Liver Diseases-Viral Hepatitis, Liver Unit, Vall d'Hebron Institut de Recerca (VHIR), Vall d'Hebron Hospital Universitari, Vall d'Hebron Barcelona Hospital Campus, Passeig Vall d'Hebron 119-129, 08035 Barcelona, Spain.
Centro de Investigación Biomédica en Red de Enfermedades Hepáticas y Digestivas (CIBERehd), Instituto de Salud Carlos III, Av. Monforte de Lemos, 3-5, 28029 Madrid, Spain.
Viruses. 2024 Apr 29;16(5):710. doi: 10.3390/v16050710.
In quasispecies diversity studies, the comparison of two samples of varying sizes is a common necessity. However, the sensitivity of certain diversity indices to sample size variations poses a challenge. To address this issue, rarefaction emerges as a crucial tool, serving to normalize and create fairly comparable samples. This study emphasizes the imperative nature of sample size normalization in quasispecies diversity studies using next-generation sequencing (NGS) data.

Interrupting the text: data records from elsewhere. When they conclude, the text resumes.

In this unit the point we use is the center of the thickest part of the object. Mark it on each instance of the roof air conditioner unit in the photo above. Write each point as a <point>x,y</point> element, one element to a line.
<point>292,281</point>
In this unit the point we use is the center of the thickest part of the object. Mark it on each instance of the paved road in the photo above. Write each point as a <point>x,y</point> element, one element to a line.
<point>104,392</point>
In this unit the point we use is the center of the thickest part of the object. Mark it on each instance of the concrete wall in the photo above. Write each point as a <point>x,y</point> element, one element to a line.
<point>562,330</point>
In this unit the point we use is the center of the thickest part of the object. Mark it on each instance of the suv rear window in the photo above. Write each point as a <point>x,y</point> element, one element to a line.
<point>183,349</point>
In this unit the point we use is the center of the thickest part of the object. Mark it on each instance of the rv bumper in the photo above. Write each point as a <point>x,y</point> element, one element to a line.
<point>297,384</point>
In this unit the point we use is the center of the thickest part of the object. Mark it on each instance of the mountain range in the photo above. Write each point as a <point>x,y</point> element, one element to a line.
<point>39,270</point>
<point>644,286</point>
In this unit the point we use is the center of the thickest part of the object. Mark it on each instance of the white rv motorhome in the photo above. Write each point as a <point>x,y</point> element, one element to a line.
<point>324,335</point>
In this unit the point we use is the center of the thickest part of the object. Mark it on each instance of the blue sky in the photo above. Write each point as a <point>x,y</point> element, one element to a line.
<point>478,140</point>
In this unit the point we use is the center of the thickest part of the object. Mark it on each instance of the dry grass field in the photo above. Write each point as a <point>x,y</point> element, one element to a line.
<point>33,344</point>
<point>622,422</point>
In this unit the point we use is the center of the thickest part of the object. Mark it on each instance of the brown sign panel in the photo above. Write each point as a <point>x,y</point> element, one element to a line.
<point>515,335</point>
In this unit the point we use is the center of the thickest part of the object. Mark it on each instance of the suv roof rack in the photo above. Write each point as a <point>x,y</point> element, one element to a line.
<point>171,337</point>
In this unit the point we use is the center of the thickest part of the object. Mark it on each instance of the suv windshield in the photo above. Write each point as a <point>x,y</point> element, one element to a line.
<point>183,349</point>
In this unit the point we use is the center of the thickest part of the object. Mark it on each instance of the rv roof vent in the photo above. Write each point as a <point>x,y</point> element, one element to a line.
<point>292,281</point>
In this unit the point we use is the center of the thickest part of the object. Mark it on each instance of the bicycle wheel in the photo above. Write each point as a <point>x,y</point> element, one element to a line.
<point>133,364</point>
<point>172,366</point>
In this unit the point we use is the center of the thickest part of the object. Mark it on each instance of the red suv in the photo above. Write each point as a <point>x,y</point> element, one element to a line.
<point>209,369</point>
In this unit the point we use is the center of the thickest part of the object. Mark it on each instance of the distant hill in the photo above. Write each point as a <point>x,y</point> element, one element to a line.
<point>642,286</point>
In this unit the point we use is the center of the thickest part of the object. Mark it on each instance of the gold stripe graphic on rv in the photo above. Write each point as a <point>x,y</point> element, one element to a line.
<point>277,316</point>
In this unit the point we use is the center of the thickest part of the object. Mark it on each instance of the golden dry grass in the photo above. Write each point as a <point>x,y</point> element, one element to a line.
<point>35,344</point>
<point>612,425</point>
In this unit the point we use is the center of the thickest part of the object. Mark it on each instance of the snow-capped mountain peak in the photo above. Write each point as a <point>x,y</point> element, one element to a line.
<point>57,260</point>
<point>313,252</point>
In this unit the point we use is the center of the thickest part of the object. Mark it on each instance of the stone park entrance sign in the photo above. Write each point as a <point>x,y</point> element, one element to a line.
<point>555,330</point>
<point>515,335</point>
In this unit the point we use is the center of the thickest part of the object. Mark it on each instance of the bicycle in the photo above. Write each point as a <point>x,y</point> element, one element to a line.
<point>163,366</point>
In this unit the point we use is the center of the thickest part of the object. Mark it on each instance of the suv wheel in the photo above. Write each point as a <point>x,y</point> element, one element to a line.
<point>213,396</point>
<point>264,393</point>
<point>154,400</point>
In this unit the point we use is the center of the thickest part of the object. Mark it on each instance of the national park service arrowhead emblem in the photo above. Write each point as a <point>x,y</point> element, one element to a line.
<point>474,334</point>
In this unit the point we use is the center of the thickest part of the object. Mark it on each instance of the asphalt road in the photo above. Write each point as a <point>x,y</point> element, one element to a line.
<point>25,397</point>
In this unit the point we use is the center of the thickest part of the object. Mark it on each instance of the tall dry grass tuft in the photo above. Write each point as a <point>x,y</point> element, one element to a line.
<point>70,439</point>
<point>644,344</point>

We present a thorough examination of resampling schemes using various simple hypothetical cases of quasispecies showing different quasispecies structures in the sense of haplotype genomic composition, offering a comprehensive understanding of their implications in general cases. Despite the big numbers implied in this sort of study, often involving coverages exceeding 100,000 reads per sample and amplicon, the rarefaction process for normalization should be performed with repeated resampling without replacement, especially when rare haplotypes constitute a significant fraction of interest. However, it is noteworthy that different diversity indices exhibit distinct sensitivities to sample size. Consequently, some diversity indicators may be compared directly without normalization, or instead may be resampled safely with replacement.
在准种多样性研究中,比较两个不同大小的样本是常见的需求。然而,某些多样性指数对样本大小变化的敏感性是一个挑战。为了解决这个问题,稀疏化成为一个关键工具,用于标准化和创建相当可比的样本。本研究强调了使用下一代测序 (NGS) 数据进行准种多样性研究中样本大小标准化的必要性。我们通过各种简单的准种假设情况展示了不同的准种结构,全面研究了使用不同简单的准种假设情况的重抽样方案,提供了对它们在一般情况下的影响的全面理解。尽管这种研究涉及大量数据,通常涉及每个样本和扩增子的覆盖超过 100000 个读数,但为了标准化,稀疏化过程应该使用重复无替换的重抽样,特别是当稀有单倍型构成重要的一部分时。然而,值得注意的是,不同的多样性指数对样本大小的敏感性不同。因此,一些多样性指标可以直接比较而无需标准化,或者可以使用替换安全地重抽样。